In swimming, just as in these other activities, it is not the most powerful swimmer who swims the best. Rather it is the  swimmer can apply ‘just enough’ power with perfect aim and timing who excels.  From this neurological perspective good swimming is 90% technique and 10% power, although if technique is under-developed a swimmer needs an enormous amount of power to compensate. This is where the TI mantra, “Swim Smarter, Not Harder” derives its meaning. Put your effort into training for precision (technique) and you will need far less power to go farther and faster than ever. For the amount of time most people have to spend in the pool, giving most of that time to technique training will give far better returns than doing mostly power (muscular) and cardio-vascular (metabolic) training, and it will last longer too- through aging and inevitable lapses in pool time… not to mention good technique prevents injury. And the necessary muscular and metabolic training for your swimming goals are naturally built into the process of smart neuro-muscular training.

Here are some key principles for TI training at the beginning stages to properly prepare you for advanced performance training:

  1. Practice precision; never practice struggle. What is practiced is what will be perfected. When you reach a point in the drill where you are failing to achieve the focus point it is time to stop, rest, and start again, or move to a new focus point.
  2. Keep a single focus point on every length. Only add or combine focus points when one of them becomes ‘easy’ (meaning, it requires less effort to focus on and maintain) and you are ready to increase the challenge level a little. You may have several focus points you want to work on today, but at any one time just focus on one of them.
  3. Make small, gradual increases in difficulty and distance. Only make increases up to the point that you can hold good form. When form deteriates, step back and work towards that limit again. Pushing up to the limit is more effective than pushing over it.
  4. Smaller, higher quality sets are more productive than big sets that cause your focus and quality to deteriate and begin to practice struggle. Do short segments of practice on each focus point, either spending a few minutes on one, then switch to a new one, or cycle through several within the set.
  5. Use minimal kicking in the beginning stages of doing drills to make sure Balance is being improved, not avoided. The goal is not to finish the length, or get the set done, but to execute the movement as intended. We are perfecting our ability to control our movements, not get to the other side.
  6. Until breathing skills are well developed, practice skills between breathes then stop, and start again. Once interrupted or integrated breathing skills are developed, use them to do full pool-length drills.
  7. Slow it down.
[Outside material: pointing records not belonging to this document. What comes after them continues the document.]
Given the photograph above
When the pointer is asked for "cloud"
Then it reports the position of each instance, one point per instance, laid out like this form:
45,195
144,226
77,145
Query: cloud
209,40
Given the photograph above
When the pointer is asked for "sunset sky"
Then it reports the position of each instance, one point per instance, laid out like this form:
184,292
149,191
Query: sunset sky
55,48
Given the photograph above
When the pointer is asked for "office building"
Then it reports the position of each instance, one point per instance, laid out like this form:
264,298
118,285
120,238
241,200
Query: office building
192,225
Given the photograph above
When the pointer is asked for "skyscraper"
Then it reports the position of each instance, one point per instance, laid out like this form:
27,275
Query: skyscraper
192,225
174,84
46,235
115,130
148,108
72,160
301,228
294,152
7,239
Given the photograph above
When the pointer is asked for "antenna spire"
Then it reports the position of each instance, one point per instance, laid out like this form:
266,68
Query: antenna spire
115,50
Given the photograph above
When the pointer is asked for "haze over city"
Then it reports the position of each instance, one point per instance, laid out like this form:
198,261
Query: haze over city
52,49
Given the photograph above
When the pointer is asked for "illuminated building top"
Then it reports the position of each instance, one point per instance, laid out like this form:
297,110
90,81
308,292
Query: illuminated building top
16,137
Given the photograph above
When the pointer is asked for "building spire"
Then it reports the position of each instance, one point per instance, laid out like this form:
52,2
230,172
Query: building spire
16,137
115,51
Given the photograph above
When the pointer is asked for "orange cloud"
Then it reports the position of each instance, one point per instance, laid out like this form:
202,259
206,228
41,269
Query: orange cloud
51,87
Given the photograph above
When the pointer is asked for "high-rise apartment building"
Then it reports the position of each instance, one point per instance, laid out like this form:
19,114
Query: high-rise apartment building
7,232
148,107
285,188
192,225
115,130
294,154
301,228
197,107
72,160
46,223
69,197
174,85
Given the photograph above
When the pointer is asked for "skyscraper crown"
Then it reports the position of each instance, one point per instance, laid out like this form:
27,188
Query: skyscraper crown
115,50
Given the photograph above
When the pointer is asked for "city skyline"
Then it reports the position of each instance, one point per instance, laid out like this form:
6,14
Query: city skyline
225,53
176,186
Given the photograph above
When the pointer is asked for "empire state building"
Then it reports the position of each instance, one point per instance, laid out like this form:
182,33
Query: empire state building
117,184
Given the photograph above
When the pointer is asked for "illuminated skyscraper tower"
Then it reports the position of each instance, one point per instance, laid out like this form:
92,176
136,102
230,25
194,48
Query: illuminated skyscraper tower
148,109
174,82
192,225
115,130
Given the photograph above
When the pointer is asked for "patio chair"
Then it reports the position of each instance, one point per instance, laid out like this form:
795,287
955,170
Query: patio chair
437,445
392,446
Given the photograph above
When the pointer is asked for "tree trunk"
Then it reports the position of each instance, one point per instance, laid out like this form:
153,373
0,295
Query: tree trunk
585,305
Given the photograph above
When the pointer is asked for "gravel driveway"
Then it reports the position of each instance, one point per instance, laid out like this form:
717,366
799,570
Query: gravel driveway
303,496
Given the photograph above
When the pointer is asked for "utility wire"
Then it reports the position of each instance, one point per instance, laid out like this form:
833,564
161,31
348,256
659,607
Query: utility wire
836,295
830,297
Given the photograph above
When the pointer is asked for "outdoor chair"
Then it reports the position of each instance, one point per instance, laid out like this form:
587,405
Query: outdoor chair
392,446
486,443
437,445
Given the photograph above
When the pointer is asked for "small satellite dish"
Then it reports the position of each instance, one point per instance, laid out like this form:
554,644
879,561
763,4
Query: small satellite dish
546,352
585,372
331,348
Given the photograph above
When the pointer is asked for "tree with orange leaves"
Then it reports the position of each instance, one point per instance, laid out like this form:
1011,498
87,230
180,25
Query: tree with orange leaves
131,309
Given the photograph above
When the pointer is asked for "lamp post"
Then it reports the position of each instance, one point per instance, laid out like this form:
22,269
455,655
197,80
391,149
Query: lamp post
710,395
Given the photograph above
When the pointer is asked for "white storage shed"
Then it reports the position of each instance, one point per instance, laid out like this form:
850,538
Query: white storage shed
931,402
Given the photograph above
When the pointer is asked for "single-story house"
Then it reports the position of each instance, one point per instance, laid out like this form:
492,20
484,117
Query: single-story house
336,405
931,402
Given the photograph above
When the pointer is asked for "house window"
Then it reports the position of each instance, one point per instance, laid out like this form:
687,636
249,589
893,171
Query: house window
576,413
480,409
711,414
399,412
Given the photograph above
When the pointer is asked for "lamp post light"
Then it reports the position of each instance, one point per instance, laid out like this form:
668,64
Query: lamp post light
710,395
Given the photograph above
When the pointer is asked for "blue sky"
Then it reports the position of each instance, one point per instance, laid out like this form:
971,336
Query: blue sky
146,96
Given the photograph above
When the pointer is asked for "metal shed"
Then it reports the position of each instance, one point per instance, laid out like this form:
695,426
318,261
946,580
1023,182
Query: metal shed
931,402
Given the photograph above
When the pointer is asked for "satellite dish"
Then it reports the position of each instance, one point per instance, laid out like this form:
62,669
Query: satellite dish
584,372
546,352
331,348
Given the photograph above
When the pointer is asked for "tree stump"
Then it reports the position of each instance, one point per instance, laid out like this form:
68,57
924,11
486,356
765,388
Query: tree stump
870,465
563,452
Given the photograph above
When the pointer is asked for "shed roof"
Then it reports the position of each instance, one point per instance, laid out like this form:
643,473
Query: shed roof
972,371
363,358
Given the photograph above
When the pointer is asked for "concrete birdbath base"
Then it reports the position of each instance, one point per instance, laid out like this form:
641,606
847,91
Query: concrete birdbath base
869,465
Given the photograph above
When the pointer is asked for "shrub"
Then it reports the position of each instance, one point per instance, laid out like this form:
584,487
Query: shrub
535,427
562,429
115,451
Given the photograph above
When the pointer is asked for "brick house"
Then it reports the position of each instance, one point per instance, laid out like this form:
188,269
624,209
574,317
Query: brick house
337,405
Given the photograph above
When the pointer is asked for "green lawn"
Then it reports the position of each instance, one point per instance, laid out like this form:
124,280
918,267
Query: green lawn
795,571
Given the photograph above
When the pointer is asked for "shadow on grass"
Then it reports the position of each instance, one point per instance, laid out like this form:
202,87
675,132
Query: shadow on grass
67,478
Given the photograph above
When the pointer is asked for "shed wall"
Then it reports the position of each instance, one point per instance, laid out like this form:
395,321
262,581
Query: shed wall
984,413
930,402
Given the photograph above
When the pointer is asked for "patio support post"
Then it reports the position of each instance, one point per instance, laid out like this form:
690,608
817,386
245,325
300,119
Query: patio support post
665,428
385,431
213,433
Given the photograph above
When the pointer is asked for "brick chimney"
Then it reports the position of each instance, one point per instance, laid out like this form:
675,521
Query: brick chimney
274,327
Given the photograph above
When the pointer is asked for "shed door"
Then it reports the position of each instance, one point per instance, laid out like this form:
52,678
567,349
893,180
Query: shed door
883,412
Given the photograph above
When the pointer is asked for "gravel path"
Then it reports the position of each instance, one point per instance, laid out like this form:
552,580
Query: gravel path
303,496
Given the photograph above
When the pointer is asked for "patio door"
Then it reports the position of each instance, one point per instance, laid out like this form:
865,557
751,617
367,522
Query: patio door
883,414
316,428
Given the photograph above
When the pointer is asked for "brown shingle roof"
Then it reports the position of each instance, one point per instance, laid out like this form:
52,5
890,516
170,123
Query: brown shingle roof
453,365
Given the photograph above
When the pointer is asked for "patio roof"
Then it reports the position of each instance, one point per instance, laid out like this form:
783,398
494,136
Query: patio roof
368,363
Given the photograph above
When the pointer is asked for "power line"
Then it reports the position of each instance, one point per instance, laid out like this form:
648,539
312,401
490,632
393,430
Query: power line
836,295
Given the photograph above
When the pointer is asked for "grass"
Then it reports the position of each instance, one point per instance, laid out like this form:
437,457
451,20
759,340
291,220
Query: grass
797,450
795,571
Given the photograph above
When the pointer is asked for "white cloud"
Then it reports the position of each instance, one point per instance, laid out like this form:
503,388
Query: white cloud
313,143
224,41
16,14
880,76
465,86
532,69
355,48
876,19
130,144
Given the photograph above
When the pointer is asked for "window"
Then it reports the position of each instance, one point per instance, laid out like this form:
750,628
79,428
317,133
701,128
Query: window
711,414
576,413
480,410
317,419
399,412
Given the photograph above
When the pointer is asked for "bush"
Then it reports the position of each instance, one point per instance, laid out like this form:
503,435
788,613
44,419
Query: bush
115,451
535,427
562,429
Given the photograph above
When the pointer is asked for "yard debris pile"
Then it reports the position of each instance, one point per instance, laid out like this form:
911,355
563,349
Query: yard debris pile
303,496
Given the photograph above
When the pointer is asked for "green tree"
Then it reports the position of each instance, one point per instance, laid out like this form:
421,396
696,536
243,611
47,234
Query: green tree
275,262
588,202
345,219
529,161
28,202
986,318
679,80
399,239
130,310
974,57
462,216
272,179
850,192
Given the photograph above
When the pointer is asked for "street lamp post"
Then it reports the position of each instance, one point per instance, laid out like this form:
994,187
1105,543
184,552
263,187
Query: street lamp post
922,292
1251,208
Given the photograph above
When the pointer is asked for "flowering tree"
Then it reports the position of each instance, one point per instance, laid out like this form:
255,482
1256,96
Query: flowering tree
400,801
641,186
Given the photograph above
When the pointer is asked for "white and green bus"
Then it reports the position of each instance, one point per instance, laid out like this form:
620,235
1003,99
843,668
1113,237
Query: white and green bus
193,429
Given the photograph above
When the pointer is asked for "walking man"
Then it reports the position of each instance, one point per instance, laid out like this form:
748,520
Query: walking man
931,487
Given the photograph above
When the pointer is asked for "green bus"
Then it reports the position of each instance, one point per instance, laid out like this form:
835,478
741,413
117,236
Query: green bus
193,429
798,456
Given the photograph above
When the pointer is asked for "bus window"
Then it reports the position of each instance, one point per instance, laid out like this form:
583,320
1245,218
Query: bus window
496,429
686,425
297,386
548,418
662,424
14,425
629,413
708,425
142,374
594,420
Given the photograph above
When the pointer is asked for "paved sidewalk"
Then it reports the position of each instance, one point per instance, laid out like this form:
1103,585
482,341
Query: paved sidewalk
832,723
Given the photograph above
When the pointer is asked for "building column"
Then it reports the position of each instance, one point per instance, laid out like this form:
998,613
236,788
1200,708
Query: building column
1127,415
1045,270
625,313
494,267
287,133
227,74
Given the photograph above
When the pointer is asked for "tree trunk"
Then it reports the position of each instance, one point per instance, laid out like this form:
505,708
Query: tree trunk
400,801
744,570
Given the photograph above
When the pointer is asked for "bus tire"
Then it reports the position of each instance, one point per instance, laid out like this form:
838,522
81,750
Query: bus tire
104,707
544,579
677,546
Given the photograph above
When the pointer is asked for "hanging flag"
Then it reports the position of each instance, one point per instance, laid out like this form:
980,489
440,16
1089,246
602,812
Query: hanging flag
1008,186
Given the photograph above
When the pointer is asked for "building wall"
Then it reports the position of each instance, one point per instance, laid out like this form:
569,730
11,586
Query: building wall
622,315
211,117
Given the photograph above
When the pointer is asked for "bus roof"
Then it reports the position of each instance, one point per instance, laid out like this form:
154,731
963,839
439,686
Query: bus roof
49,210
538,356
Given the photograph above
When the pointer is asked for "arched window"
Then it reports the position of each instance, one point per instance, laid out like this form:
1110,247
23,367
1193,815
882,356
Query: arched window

Practice precision before speed, and speed will follow. Neuro-muscular control is first developed in slow, careful movements. As precise movement is practiced frequently and consistently the nervous system will build up the circuits supporting it so that the movement will become easier, faster, and more powerful. Ease and speed in the water will come from a body that is well-trained to cut through it with fluid precision movements. The neuro-muscular foundation for high speed is first built in  slow work. This means giving yourself sufficient rest intervals during drill work so that you will be able to keep pushing your neuro-muscular limits without being pre-maturally fatigued by muscular and metabolic exhaustion within the practice time.  There is time for the latter kind of work once you establish some level of stroke control. Tthe power appropriate to your goal will be developed as your quickening neuro-muscular system draws you into more intense challenges. In other words, keep your heart rate in the aerobic range while building technique.